Emmett Shear on AI Alignment, AGI, and Why Most AI Companies Are Wrong
In this episode of the Founders in Arms podcast, we sit down with Emmett Shear, founder and CEO of Softmax, former CEO of Twitch, and former interim CEO of OpenAI, to talk about AI alignment, AGI, and how intelligent systems actually learn.
Emmett argues that most discussions about AI alignment are fundamentally confused, and that alignment is not about enforcing rules—but about building systems that can continuously learn, adapt, and understand other agents.
The conversation also explores why AGI and alignment are the same problem, why current AI approaches may be heading in the wrong direction, and what founders are getting wrong about building AI products.
This conversation dives deep into:
What AI alignment actually means
Why alignment is not about rules or morality
Theory of mind as the foundation of intelligence
Continuous learning and why it’s so hard
Why AGI and alignment are the same problem
The risks of “aligned to me” AI systems
Why singleton AI is likely the wrong model
How AI will integrate into human society
Why most AI startups are building the wrong products
Treating AI as systems to train, not tools to prompt
In this episode, we cover:
(00:00) The dangerous truth about alignment
Emmett explains that alignment is not inherently “good.”
The same capability that allows coordination and cooperation can also enable large-scale harm.
True alignment increases both the potential for positive and negative outcomes.
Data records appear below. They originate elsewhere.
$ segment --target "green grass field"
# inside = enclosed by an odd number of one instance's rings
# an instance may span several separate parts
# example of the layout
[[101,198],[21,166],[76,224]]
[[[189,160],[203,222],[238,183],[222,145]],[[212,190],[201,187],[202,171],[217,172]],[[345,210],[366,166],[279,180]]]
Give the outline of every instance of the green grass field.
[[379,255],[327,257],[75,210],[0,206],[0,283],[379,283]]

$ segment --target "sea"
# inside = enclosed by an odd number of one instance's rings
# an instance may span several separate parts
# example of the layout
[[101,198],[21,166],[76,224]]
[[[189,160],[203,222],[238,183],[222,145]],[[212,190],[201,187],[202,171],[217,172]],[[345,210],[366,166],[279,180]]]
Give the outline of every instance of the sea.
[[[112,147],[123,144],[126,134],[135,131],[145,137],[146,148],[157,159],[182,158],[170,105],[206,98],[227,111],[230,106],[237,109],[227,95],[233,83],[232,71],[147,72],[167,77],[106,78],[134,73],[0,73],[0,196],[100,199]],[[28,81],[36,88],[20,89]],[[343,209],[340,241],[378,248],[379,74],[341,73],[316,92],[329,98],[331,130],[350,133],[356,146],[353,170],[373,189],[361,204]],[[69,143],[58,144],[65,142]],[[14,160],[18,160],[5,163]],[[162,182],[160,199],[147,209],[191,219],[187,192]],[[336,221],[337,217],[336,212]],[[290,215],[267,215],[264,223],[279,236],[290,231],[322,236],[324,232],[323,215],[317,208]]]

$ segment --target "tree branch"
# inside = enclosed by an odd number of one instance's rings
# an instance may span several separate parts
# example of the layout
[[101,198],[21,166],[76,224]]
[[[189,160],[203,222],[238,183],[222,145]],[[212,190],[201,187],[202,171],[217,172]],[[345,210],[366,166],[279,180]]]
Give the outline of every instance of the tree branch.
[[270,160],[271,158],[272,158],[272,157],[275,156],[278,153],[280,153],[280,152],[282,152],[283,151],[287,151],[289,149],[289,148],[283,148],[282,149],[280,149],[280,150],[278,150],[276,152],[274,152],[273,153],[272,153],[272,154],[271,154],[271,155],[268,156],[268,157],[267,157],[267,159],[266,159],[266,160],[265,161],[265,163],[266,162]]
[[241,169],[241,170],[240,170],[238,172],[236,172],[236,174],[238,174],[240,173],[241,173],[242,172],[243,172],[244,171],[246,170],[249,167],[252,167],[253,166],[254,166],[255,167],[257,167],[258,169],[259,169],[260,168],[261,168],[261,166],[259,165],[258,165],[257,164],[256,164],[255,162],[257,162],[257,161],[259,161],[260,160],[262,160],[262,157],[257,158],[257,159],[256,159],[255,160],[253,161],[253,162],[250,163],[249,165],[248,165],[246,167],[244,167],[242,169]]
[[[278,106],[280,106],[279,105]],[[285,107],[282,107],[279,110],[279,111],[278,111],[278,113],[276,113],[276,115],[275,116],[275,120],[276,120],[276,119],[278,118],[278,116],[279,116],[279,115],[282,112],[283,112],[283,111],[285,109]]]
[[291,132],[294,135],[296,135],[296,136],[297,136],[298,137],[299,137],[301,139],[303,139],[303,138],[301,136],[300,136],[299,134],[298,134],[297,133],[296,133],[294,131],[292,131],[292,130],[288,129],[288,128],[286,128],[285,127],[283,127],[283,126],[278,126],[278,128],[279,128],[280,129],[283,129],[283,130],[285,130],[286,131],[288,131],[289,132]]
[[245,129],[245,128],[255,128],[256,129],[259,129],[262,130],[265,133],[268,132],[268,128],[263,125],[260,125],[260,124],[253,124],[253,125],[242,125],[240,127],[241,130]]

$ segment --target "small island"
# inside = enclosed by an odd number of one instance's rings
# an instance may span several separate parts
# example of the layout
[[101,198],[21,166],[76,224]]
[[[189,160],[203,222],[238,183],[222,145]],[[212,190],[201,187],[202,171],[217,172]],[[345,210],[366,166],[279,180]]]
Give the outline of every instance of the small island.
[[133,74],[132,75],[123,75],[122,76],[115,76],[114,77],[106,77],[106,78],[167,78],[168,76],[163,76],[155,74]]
(01:13) What Softmax is building
Softmax is focused on understanding alignment as a general problem across systems—not just AI.
The goal is to create environments where agents can learn how to align with each other over time.
(02:05) Why most people misunderstand alignment
Emmett argues that most discussions of alignment lack a clear definition.
The key question is:
Aligned to what?
Without answering that, the concept of alignment is meaningless.
(03:35) Building training environments for alignment
Instead of building a single “aligned model,” Softmax is building learning environments.
These environments:
Are multiplayer
Allow cooperation and competition
Require agents to model each other
This helps develop theory of mind.
(04:00) Theory of mind as a prerequisite
To align with others, an agent must understand them.
That requires:
Modeling other agents’ goals
Predicting behavior
Inferring intent
Without this, alignment is fragile and accidental.
(04:45) Continuous learning is required
Aligned systems cannot be static.
They must:
Continuously adapt
Learn from new experiences
Update their understanding of the world
The world is non-stationary, so alignment must be ongoing.
(06:30) Multiplayer environments vs static training
Softmax uses open-ended environments where agents:
Compete
Cooperate
Solve evolving problems
This better reflects the real world compared to static datasets.
(07:13) Alignment is always relative
Alignment is not universal.
It depends on:
The agent
Its relationships
What it identifies with
Humans align with family, community, and society in different ways.
AI will face the same problem.
(10:55) Cooperation and competition both matter
Real-world environments are not purely cooperative.
Agents must learn to:
Collaborate when beneficial
Compete when necessary
Training environments need both dynamics.
(12:59) AGI and alignment are the same problem
Emmett argues that building AGI inherently requires solving alignment.
Key missing capabilities today:
Theory of mind
Self-modeling
Learning from experience
Without these, systems remain fragile.
(15:20) Alignment enables both good and evil
A key insight:
The ability to align systems also enables large-scale coordination.
That coordination can be used for:
Positive outcomes
Harmful outcomes
Alignment is a capability, not a guarantee of safety.
(17:14) Why “aligned AI” can be dangerous
When someone says they are building aligned AI, it often means:
Aligned to them.
This creates a concentration of power and risk.
(17:50) Why a single super AI may not dominate
Emmett argues that a “singleton AI” is unlikely.
Instead, we may see:
Many independent AIs
Distributed learning systems
AI societies
This could create more robustness.
(20:44) Alignment must be built through relationships
AI cannot align to “humanity” in the abstract.
It must align to:
Individual humans
Direct interactions
Real relationships
This mirrors how humans develop alignment.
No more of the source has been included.